Example with the booze. I talked about getting out of my loft apartment in that nasty city I was in for 4 years. I wanted out and did nothing about it. It became very depressing after 19 years there. I quit drinking in July. In 60 days I gave 30 days notice and was unloading everything I owned. I actually came in ahead of schedule and got out of there before the 30 days was up. At 90-100 days I was in a condo on the beach, doing yoga, and getting ready to leave the country. Then these auto immune things got far worse and I ended up back here. Again though, I shunned the steps to possibly get well over the last 8 months!!

I feel this environment is toxic, and I've got to get out of it. If you lived with 5 drinking bros in a neighborhood riddled with bars, you'd move right? Same thing here, just in a different way. Like a town in a Stephen King novel, there is something here that many people will acknowledge is very off, disconcerting, and dreadful.
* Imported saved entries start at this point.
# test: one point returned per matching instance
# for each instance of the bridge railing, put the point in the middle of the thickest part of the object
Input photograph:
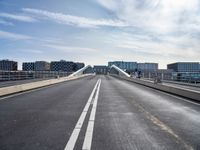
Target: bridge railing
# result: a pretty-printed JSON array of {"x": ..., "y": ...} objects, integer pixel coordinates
[
  {"x": 117, "y": 71},
  {"x": 85, "y": 70}
]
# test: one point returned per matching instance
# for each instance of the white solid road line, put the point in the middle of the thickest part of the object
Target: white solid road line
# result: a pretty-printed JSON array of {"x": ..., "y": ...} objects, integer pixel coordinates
[
  {"x": 74, "y": 136},
  {"x": 89, "y": 132}
]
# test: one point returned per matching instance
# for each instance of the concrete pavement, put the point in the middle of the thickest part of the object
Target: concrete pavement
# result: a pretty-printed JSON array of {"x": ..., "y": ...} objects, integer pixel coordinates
[{"x": 128, "y": 116}]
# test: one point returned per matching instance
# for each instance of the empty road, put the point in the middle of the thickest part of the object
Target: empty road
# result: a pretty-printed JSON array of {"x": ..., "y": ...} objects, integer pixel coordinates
[{"x": 98, "y": 113}]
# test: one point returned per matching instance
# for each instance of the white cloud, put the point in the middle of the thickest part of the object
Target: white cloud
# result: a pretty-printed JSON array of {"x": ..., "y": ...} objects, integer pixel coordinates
[
  {"x": 74, "y": 20},
  {"x": 13, "y": 36},
  {"x": 158, "y": 16},
  {"x": 23, "y": 18},
  {"x": 6, "y": 23},
  {"x": 65, "y": 48},
  {"x": 29, "y": 50}
]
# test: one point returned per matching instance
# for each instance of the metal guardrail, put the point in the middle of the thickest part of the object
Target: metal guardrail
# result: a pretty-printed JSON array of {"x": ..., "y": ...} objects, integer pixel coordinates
[
  {"x": 25, "y": 75},
  {"x": 116, "y": 70},
  {"x": 81, "y": 71}
]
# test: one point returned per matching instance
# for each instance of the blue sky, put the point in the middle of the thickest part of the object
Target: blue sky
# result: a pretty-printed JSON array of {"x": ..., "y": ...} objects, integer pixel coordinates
[{"x": 98, "y": 31}]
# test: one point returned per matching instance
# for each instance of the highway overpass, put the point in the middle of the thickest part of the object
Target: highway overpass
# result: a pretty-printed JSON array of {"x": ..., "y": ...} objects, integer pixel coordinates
[{"x": 98, "y": 113}]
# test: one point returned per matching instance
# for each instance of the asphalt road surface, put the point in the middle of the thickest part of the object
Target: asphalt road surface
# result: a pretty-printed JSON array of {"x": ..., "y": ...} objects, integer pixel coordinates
[{"x": 98, "y": 113}]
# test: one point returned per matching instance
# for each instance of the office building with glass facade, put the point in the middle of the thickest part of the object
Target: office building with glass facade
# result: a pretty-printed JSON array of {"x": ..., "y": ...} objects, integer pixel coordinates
[{"x": 8, "y": 65}]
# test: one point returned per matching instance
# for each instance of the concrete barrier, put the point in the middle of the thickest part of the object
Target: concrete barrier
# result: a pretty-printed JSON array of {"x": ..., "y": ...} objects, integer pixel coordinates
[
  {"x": 29, "y": 86},
  {"x": 187, "y": 93}
]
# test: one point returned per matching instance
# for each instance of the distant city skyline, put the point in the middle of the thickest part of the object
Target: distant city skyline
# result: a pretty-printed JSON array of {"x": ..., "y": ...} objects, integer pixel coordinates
[{"x": 98, "y": 31}]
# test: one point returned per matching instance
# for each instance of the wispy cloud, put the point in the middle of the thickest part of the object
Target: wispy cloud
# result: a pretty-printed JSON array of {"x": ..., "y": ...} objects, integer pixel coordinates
[
  {"x": 3, "y": 22},
  {"x": 29, "y": 50},
  {"x": 65, "y": 48},
  {"x": 23, "y": 18},
  {"x": 158, "y": 16},
  {"x": 74, "y": 20},
  {"x": 13, "y": 36}
]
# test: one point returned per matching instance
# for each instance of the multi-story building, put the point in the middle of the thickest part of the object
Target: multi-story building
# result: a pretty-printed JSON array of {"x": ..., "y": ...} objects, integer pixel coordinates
[
  {"x": 66, "y": 66},
  {"x": 128, "y": 66},
  {"x": 147, "y": 66},
  {"x": 184, "y": 67},
  {"x": 100, "y": 69},
  {"x": 42, "y": 66},
  {"x": 28, "y": 66},
  {"x": 8, "y": 65},
  {"x": 78, "y": 66}
]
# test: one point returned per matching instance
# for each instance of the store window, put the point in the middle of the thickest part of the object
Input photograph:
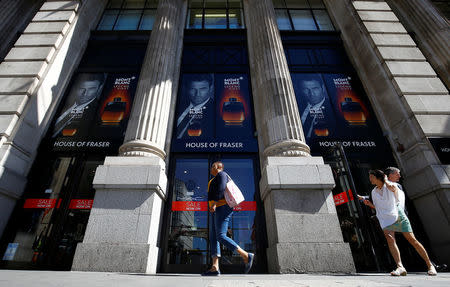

Like a King novel most people ignore it and go on like a demonic clown isn't murdering children. The kids are all runaways, end of story. People turn a blind eye. I know that's not the case. The clown is out there.

I don't need to convince anyone, except myself. I'm just trying to help you understand my thinking.

Thanks for the patience. I actually feel bad that I failed you guys. And Axe, thanks for acknowledging that I can do those things with time. They aren't unattainable by any stretch of imagination.